Ma poi fu luce quando trovammo i disegni originali 

del grande Sant’Elia, spettacolari, nel loro stile 

svettante ed avvolgente

 

per un concorso del ‘35-‘36 sulla nuova sede del Partito Comunista, che poi non vinse, purtroppo. Il progetto e la ricerca scientifica proseguivano senza sosta, favorite dalla comune passione di mostrare la vera “incandescenza”, nei secoli, tra l’Italia e la Russia.  

 

Patrizia Deotto dell’Università degli Studi di Trieste scrive nel testo Un viaggio per realizzare un sogno: l’Italia e il testo italiano nella cultura russa: “La lettura intertestuale di testi precedenti e contemporanei conduce i russi del primo Ottocento, anche coloro che, come il già citato Batjuškov oppure Baratynskij (cf. Civ’jan 1997), hanno vissuto nella penisola, ad aderire alla caratterizzazione del paesaggio meridionale tipica dei viaggiatori nordici

L’Italia rientra in una visione più generale del Sud, interpretato alla luce di criteri ambientali convenzionali: il paesaggio è mosso, la natura è rigogliosa, 

vi crescono il mirto, l’alloro e la vite color dell’ambra, abbondano 

ruscelli e fiumi, il mare è azzurro e il cielo luminoso.

 

Ne è una testimonianza la poesia di Puškin Chi ha visto il paese, dove magnificente è la natura (Kto videl kraj, gderoskoš’ju prirody, 1821), dedicata alla Crimea, in cui il poeta si serve di elementi descrittivi affini a quelli usati nelle poesie dedicate alla penisola. Tra gli altri l’aggettivo zlotoj, dorato – Paese dorato! (Zlotoj predel’) scrive Puškin della Crimea – dal quale conia il binomio zlataja Italia – Italia dorata “Notte dell’Italia dorata” (Puškin 1964: V: 30),

“Lingua dell’Italia dorata” (ibidem, 204), binomio che diventa uno stereotipo 

del testo italiano dei russi per indicare tutti i tratti peculiari del mediterraneo: 

la luce, il calore, la luminosità dell’aria e del cielo.

 

All’interno di questa descrizione convenzionale i russi introducono un elemento fondamentale nella loro percezione della penisola: la primavera come stagione caratterizzante l’Italia.”   

 

In un intreccio urbano tra fiume (la Neva), isole, penisole, terre non ferme… e costruzioni, fortificazioni, palazzi nobiliari, piazze, accademie… un inno al Secolo dei Lumi e delle Scienze. Raccogliere dunque il “pensiero” più avanzato del nuovo secolo in Europa – il Settecento – e concentrarvi lì, come in un grande laboratorio, architetti, artigiani, industriali, banchieri, artisti per generare la nuova capitale di un affluente impero, quello russo, fu la sfida colossale di Pietro il Grande.

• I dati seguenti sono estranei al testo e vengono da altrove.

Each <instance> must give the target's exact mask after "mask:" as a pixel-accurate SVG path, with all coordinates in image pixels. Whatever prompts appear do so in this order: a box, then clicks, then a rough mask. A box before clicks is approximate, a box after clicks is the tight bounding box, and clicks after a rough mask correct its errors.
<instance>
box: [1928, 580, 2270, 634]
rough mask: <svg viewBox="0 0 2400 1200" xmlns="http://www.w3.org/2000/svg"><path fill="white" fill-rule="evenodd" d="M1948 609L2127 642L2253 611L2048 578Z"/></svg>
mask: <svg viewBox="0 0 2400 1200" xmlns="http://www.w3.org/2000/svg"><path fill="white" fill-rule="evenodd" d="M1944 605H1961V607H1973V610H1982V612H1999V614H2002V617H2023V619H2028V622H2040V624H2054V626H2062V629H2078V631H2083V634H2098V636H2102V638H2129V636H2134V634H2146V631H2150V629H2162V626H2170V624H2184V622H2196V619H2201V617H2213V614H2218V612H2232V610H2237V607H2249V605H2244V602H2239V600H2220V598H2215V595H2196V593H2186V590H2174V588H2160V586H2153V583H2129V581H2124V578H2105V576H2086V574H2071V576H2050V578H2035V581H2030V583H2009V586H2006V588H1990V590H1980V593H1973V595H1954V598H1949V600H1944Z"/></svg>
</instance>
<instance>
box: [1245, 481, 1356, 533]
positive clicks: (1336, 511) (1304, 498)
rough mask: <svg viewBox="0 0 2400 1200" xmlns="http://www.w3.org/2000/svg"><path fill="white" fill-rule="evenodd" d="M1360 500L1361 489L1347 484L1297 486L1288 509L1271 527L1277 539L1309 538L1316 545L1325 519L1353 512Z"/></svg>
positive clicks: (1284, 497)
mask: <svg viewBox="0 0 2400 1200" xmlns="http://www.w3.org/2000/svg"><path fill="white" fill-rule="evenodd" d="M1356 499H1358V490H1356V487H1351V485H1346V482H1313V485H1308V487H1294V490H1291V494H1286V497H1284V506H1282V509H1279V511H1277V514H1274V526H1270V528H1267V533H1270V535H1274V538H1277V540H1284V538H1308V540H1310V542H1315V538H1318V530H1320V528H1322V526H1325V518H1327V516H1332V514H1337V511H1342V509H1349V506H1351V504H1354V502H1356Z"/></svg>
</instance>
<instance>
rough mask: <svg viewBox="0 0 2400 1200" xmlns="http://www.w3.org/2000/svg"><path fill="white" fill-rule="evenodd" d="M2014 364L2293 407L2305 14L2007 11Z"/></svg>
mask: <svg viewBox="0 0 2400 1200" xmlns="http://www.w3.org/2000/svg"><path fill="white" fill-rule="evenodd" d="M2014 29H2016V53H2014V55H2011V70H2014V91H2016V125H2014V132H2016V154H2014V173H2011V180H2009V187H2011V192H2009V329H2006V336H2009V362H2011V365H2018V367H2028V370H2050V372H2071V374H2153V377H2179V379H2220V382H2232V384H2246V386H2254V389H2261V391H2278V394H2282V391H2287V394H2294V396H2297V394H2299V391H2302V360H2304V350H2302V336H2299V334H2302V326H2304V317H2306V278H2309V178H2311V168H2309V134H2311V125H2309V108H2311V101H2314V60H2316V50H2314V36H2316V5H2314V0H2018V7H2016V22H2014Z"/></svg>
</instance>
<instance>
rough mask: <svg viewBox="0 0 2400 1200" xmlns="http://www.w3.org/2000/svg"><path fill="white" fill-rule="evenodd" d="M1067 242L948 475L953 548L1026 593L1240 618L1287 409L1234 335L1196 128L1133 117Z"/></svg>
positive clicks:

Fu la “Terza Roma, ed è visibile nello stemma della città che riprende elementi di quello di Roma e del Vaticano: le ancore incrociate corrispondono alle chiavi papali, come quelle di una porta che accede al paradiso.  

 

La prospettiva Nevskij conduce fino al fiume e lentamente i colori dolci 

e pastello delle facciate sostituiscono gli austeri edifici precedenti; 

 

si superano canali su meravigliosi ponti in acciaio e ghisa che aprono a destra e sinistra nuove prospettive accattivanti e sinuose, canali con morbide curvature, effetti luminosi mutevoli, e Venezia, Amsterdam, Roma, tutto si intreccia, si confonde creando una realtà nuova ed affascinante. 

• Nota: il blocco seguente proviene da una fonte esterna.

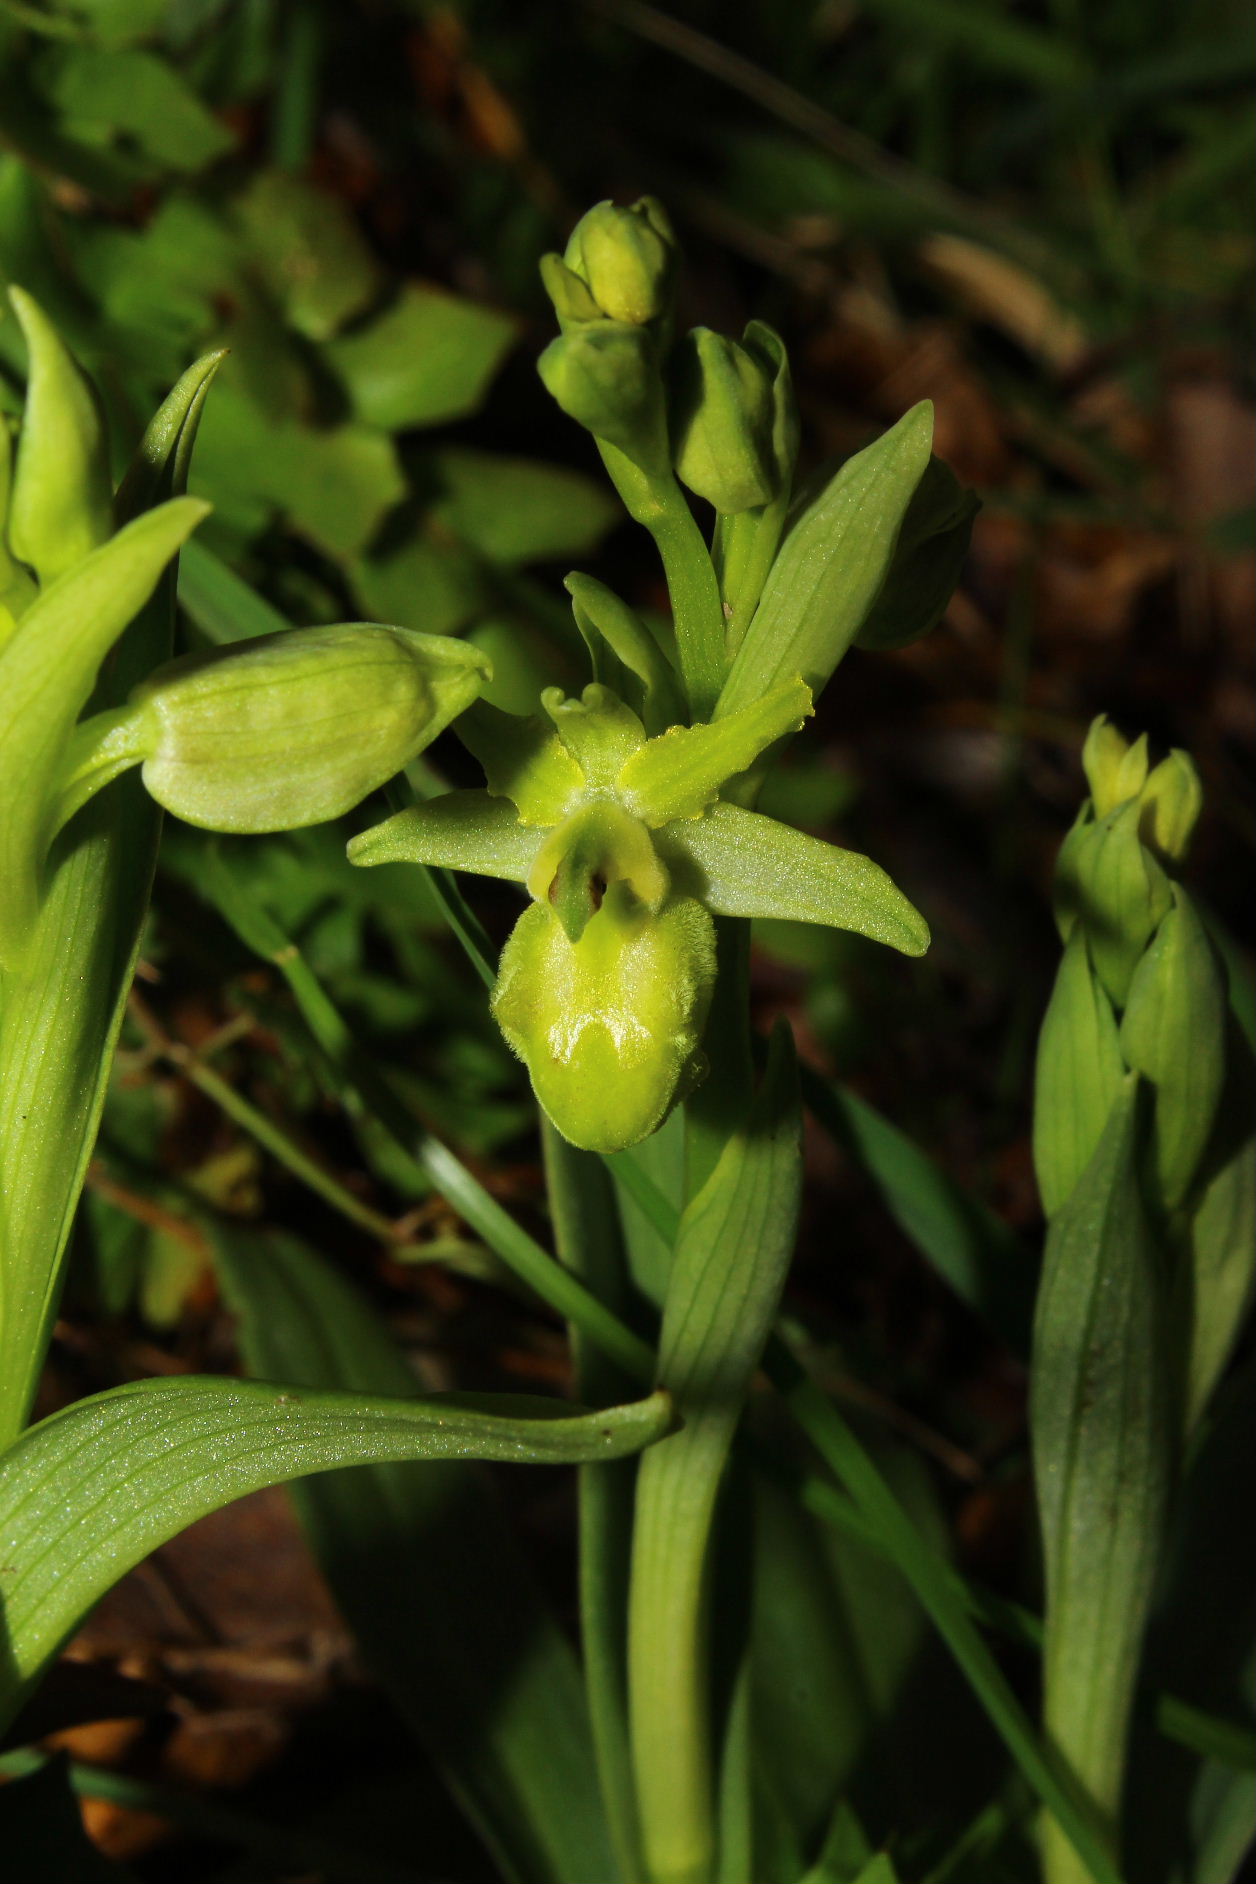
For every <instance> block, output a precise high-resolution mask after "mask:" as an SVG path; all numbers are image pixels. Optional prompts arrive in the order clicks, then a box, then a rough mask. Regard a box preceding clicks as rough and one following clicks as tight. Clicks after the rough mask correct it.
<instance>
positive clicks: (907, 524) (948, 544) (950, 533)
mask: <svg viewBox="0 0 1256 1884" xmlns="http://www.w3.org/2000/svg"><path fill="white" fill-rule="evenodd" d="M979 509H981V503H979V499H977V495H975V492H972V490H964V486H962V484H960V482H958V479H957V477H955V473H953V471H951V469H949V465H945V463H943V462H942V460H940V458H930V460H928V463H926V465H925V475H923V477H921V482H919V484H917V486H915V490H913V492H911V503H910V505H908V509H906V514H904V520H902V528H900V531H898V543H896V546H894V560H893V563H891V567H889V573H887V577H885V582H883V584H881V592H879V595H878V599H876V601H874V605H872V609H870V610H868V614H866V618H864V622H862V627H861V629H859V633H857V637H855V644H857V646H859V648H878V650H887V648H906V646H908V644H910V642H911V641H919V639H921V635H928V631H930V629H934V627H936V625H938V622H940V620H942V616H943V614H945V609H947V603H949V601H951V595H953V593H955V584H957V582H958V577H960V569H962V567H964V558H966V556H968V541H970V537H972V524H974V518H975V514H977V511H979Z"/></svg>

Il fiume ti accoglie come una prospettiva liberatoria, di fronte l’isola dell’Accademia, sulla destra l’importante fortezza di Pietro e Paolo e, sul lungofiume, lo splendido ed irreale palazzo dell’Hermitage. 

Il piano urbanistico della città fu realizzato nel 1717 dal francese Jean-Baptiste Alexandre Le Blond, quando già nel 1703 ingegneri olandesi, architetti italiani e tedeschi si erano susseguiti per far conoscere allo Zar i criteri dell’architettura occidentale dell’epoca.

Ma furono gli italiani Bartolomeo Rastrelli, Domenico Trezzini, Giacomo Quarenghi, Antonio Rinaldi, e soprattutto l’urbanizzazione affidata da Caterina all’architetto Carlo Rossi, ideatore dei grandi palazzi e colonnati, a dare alla città la fisionomia attuale.

 

Fu quindi “normale” trovare innumerevoli tracce e testimonianze 

della ricchissima presenza italiana. 

 

La preparazione “scientifica” dell’architetto Lolli Ghetti fu fondamentale nella codificazione della nostra ricerca e tra le innumerevoli opere d’arte che trovammo a San Pietroburgo da inserire nella mostra, nel settore architettura in particolare, ci fu un sontuoso plastico del 1750-56 di Bartolomeo Rastrelli del Monastero di Novodevičij (letteralmente “Monastero delle Nuove Vergini”, noto anche come Monastero di Bogorodice-Smolenskij) a San Pietroburgo ed una serie di plastici in sughero di Antonio Chichi, come il modellino dell’Arco di Tito al Foro Romano.  

 

Era l’immagine avuta all’arrivo a San Pietroburgo mentre ci avvicinavamo alla Neva, lungo la prospettiva Nevskij, che mi aveva colpito di più.
 

Quegli edifici con i colori pastello delle pietre di Noto e di Lecce, come simboli 

di una luce a schiarire quello che non sempre c’era nelle spesso 

nebbiose e fredde giornate di quelle latitudini, furono

 la mia ispirazione per la mostra di Roma. 

 

Pensai di rivestire tutte le pareti delle Scuderie del Quirinale, per i tre piani, con un cartongesso sbalzato come bugne e tinteggiato color pergamena, in modo che diventassero come quelle facciate, a simulare una grande passeggiata all’aperto tra le case ed i palazzi di quella magica città. Il soffitto e le pareti s’incontravano in un cielo pastello, solcato da tiepide nuvole, che determinava la bella luminosità dell’ambiente.

 

Le opere si stagliavano bene nella luce diffusa e quell’effetto pergamena ammaliava gli occhi. Era come sfogliare un antico testo, arricchito da disegni, incisioni e sculture. Ma si partiva dal “quasi buio”, perché sulle rampe delle prime scale delle Scuderie scorrevano le immagini ingrandite del bruciaprofumi del Palazzo Ducale a Venezia, come visto attraverso una lente di ingrandimento, a sottolineare lo straordinario lavoro di cesello ed intarsio nelle mani degli orafi, degli artigiani e degli scultori… Il percorso iniziava da Bisanzio e come da un buio storico, con i fari sagomatori, si accedeva all’epoca di Giotto e Cimabue ed ai trittici di legno dorato che venivano dalla Russia sciamanica, evangelizzata dai figli di Teodosia.